Access to Oregon Health Plan Shrinks

The Standard package will stop taking new members as officials struggle to reduce coverage, but co-payments will end Wednesday, June 09, 2004

PATRICK O'NEILL

Oregon's health plan for poor people continued its collapse Tuesday as state officials announced a halt to new enrollment in the Oregon Health Plan Standard benefit package beginning July 1.

At the same time, health plan officials began mailing notices to Standard patients saying they no longer will be expected to make co-payments for medical services beginning June 19.

The move to stop enrollment is meant to help slash the number of low-income Oregonians covered by the plan from the current 50,700 to fewer than 25,000 by June 30, 2005, said Cindy Becker, deputy director of the Oregon Department of Human Services.

The closure does not affect the 304,000 Oregonians covered by the Oregon Health Plan's Plus package -- traditional Medicaid -- which provides care for people on public assistance; for those who are blind, aged or disabled; and for foster children.

The Standard plan is meant to cover adults who don't automatically qualify for Medicaid but whose incomes fall below the federal poverty level -- $1,571 a month for a family of four.

"We need to get (Standard enrollment) down below 25,000," Becker said. "It doesn't do us any good to continue enrollment when we know we're going to have to cut."

In addition, Becker said, the plan probably will begin actively dropping members within a few months by tightening eligibility requirements. The plan now accepts members whose incomes are 100 percent of the federal poverty level. Depending on the ability to cut the plan's membership through attrition, eligibility requirements may go to 30 percent or 50 percent of the poverty level, she said.

The final number of plan members also depends on the amount of new revenue made available through taxes on medical providers.

The 2003 Oregon Legislature approved taxes on managed care organizations and hospitals to help shore up the Standard plan. The federal government has approved taxes on managed care but has made no decision on the hospital tax, she said.

The tax on managed care organizations amounts to 5.8 percent of their gross revenues from Medicaid. State officials estimate that if the hospital tax also is approved, revenue will be sufficient to cover basic medical care for 24,000 people.

Under state regulations, Standard plan members must re-enroll every six months. Becker said current members will be permitted to re-enroll, but she cautioned them against failing to pay their premiums. If members don't make their payments, she said, they will be dropped from the program and won't be allowed to enroll again.

"We're trying to be as fair about this as we possibly can," she said. "These are difficult decisions."

Plan began a decade ago

The Oregon Health Plan began in 1994 as an effort to provide basic health care to all Oregonians. At the heart of the plan was a list of medical conditions and their treatments, ranked from the most to the least important.

Under the original concept, legislators would cut medical treatments from the list if revenues became tight rather than dropping low-income people from the health plan's roster. But the federal government severely restricted Oregon's ability to reduce services. Enrollment has fallen precipitously since January 2003, when about 100,000 Oregonians were Standard members.
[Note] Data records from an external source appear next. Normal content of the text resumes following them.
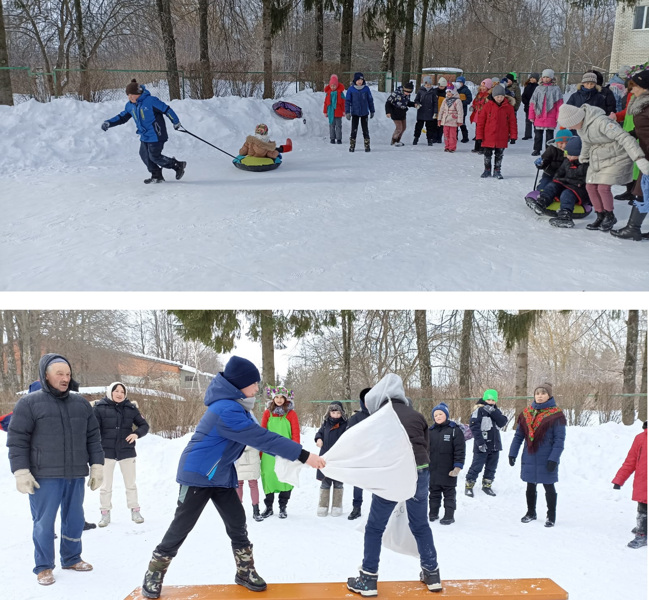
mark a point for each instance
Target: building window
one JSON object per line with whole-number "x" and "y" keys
{"x": 641, "y": 18}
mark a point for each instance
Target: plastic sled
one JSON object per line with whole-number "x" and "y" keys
{"x": 253, "y": 163}
{"x": 579, "y": 212}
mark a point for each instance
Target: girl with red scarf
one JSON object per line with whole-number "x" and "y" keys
{"x": 542, "y": 426}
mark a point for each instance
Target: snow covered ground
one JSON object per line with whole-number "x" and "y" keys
{"x": 76, "y": 215}
{"x": 585, "y": 552}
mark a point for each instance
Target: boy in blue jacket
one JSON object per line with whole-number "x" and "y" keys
{"x": 148, "y": 113}
{"x": 485, "y": 422}
{"x": 206, "y": 472}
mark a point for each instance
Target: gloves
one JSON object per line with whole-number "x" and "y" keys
{"x": 25, "y": 482}
{"x": 96, "y": 477}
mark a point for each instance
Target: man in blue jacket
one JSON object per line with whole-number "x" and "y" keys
{"x": 53, "y": 437}
{"x": 206, "y": 472}
{"x": 148, "y": 113}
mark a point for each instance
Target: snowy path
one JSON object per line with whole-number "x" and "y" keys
{"x": 411, "y": 218}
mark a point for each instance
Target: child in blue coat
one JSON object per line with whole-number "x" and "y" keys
{"x": 542, "y": 426}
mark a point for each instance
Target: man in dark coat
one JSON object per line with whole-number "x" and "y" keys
{"x": 447, "y": 451}
{"x": 53, "y": 437}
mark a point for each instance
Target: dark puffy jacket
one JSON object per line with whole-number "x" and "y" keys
{"x": 582, "y": 96}
{"x": 485, "y": 422}
{"x": 427, "y": 99}
{"x": 447, "y": 451}
{"x": 116, "y": 420}
{"x": 54, "y": 434}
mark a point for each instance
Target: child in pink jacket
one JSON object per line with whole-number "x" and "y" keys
{"x": 544, "y": 109}
{"x": 450, "y": 117}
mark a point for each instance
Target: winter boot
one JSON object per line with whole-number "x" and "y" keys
{"x": 468, "y": 488}
{"x": 595, "y": 225}
{"x": 152, "y": 585}
{"x": 337, "y": 502}
{"x": 447, "y": 519}
{"x": 255, "y": 513}
{"x": 179, "y": 167}
{"x": 364, "y": 584}
{"x": 609, "y": 221}
{"x": 632, "y": 229}
{"x": 105, "y": 518}
{"x": 563, "y": 219}
{"x": 486, "y": 487}
{"x": 356, "y": 512}
{"x": 246, "y": 575}
{"x": 136, "y": 517}
{"x": 323, "y": 504}
{"x": 431, "y": 579}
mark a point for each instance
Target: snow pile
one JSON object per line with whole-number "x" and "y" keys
{"x": 585, "y": 553}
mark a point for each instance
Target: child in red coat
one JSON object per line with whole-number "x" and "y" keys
{"x": 334, "y": 109}
{"x": 496, "y": 127}
{"x": 636, "y": 461}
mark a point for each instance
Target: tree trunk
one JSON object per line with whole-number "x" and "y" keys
{"x": 465, "y": 365}
{"x": 267, "y": 348}
{"x": 347, "y": 30}
{"x": 169, "y": 42}
{"x": 207, "y": 88}
{"x": 407, "y": 41}
{"x": 6, "y": 93}
{"x": 422, "y": 41}
{"x": 423, "y": 354}
{"x": 268, "y": 49}
{"x": 630, "y": 362}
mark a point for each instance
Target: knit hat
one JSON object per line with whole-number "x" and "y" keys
{"x": 441, "y": 406}
{"x": 570, "y": 116}
{"x": 563, "y": 135}
{"x": 490, "y": 395}
{"x": 134, "y": 88}
{"x": 573, "y": 147}
{"x": 589, "y": 77}
{"x": 240, "y": 372}
{"x": 547, "y": 386}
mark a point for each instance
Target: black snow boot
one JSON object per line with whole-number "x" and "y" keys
{"x": 246, "y": 575}
{"x": 632, "y": 229}
{"x": 431, "y": 579}
{"x": 255, "y": 513}
{"x": 364, "y": 584}
{"x": 563, "y": 219}
{"x": 152, "y": 585}
{"x": 595, "y": 225}
{"x": 356, "y": 512}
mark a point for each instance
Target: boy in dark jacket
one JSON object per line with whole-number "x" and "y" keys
{"x": 447, "y": 451}
{"x": 426, "y": 104}
{"x": 485, "y": 422}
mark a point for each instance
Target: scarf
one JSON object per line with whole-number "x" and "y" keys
{"x": 535, "y": 423}
{"x": 551, "y": 93}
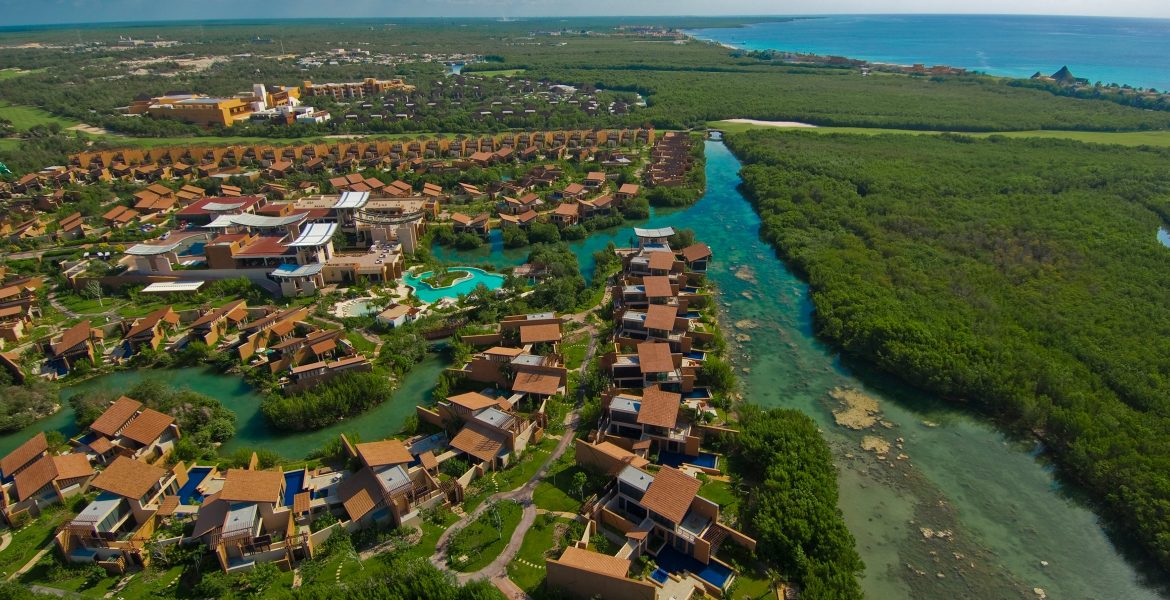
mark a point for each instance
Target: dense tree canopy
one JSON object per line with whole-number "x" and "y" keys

Ellen Pinney, executive director of the Oregon Health Action Campaign, a coalition working for universal access to health care, mourned the continuing loss of medical care for low-income people. But she praised hospital and managed care executives for agreeing to pay the taxes.

"This is completely financed by self-imposed taxes by the managed care and hospital industries," she said. "My hat's off to them for maintaining some skeletal structure of the remaining OHP Standard."
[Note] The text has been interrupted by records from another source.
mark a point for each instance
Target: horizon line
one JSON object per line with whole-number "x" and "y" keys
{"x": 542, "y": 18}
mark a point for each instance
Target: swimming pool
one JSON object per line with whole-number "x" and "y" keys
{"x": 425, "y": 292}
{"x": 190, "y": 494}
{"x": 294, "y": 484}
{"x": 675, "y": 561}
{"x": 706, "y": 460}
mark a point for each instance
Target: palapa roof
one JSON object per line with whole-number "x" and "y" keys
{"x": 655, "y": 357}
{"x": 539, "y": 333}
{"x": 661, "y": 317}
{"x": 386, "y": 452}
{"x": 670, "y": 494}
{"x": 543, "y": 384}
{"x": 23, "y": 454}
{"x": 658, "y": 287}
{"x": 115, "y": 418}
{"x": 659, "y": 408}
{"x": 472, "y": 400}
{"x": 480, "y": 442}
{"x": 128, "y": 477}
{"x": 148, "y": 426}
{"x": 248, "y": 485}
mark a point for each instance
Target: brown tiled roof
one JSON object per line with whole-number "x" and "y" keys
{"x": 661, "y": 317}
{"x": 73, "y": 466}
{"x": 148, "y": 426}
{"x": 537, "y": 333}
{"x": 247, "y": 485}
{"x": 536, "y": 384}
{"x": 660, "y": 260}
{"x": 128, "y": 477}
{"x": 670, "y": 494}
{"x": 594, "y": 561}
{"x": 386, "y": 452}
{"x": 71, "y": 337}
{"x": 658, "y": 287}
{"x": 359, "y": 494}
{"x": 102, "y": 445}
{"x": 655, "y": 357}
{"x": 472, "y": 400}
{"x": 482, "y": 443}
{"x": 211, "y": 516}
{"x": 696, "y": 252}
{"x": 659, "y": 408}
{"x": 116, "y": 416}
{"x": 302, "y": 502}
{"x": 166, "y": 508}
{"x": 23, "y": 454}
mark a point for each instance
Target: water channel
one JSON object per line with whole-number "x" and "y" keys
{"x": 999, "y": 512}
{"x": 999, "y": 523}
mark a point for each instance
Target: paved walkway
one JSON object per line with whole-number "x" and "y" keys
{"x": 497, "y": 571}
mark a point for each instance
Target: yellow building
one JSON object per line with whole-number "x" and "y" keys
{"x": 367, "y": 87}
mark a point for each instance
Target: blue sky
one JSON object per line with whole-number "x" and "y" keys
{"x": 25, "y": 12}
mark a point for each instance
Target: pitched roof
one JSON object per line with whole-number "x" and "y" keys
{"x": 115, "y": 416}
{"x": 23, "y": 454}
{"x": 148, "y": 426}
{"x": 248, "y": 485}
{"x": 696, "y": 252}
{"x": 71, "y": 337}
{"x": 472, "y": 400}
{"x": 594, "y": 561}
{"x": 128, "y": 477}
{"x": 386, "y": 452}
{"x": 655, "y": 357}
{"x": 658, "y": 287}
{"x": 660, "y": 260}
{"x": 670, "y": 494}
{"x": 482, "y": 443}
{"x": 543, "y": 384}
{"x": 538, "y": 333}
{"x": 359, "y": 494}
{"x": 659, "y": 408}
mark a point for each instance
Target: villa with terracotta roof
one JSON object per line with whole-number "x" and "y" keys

Pinney also was buoyed by word that members of the health plan's Standard benefit package will not have to make co-payments for office visits, hospital admissions and certain prescriptions. Co-payments ranged from $2 for prescriptions to $5 for office visits to $250 for hospital admissions.
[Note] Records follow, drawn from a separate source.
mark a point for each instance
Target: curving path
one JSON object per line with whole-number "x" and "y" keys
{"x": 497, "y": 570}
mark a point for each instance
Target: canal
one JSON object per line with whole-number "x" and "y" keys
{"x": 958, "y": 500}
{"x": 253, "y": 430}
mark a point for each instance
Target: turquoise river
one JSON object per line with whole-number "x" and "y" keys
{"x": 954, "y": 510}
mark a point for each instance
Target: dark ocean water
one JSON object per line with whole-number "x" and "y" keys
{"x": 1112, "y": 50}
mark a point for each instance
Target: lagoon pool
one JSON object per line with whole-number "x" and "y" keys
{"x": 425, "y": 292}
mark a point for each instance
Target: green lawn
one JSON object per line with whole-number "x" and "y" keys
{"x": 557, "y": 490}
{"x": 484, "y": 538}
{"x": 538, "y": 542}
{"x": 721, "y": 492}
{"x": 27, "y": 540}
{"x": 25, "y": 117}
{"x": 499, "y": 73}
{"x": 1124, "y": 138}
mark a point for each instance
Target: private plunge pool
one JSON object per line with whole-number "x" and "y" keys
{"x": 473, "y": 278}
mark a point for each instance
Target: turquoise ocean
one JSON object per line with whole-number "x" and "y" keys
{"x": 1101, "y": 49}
Judge rules on co-payments

Health plan officials announced Tuesday that they are mailing notices to the 50,700 adults covered by the Standard benefit package, telling them that they will not have to make the co-payments because of a ruling May 20 by U.S District Judge Garr M. King.

King ruled on a lawsuit filed by the Oregon Law Center on behalf of those covered by the Standard benefit package. Co-payments, which were approved by a federal agency, have been charged to the health plan's Standard patients since Feb. 1, 2003. But King ruled that requiring co-payments of those patients violated federal law.

The decision does not affect co-payments by members of OHP Plus, however, said Jim Edge, assistant administrator for the state Office of Medical Assistance Programs. Many of those on OHP Plus make co-payments of $2 or $3 for selected medical services. OHP Plus members do not pay premiums.

Edge said people receiving the OHP-Standard package must continue to pay premiums even though the co-payments are not required. Over time, thousands of low-income residents have been disqualified for not being able to keep up with monthly premiums, ranging from $6 to $20.

Pinney said the co-payment ruling is "an enormous victory."

"It will make it a lot easier for the remaining clients to get medical access," she said.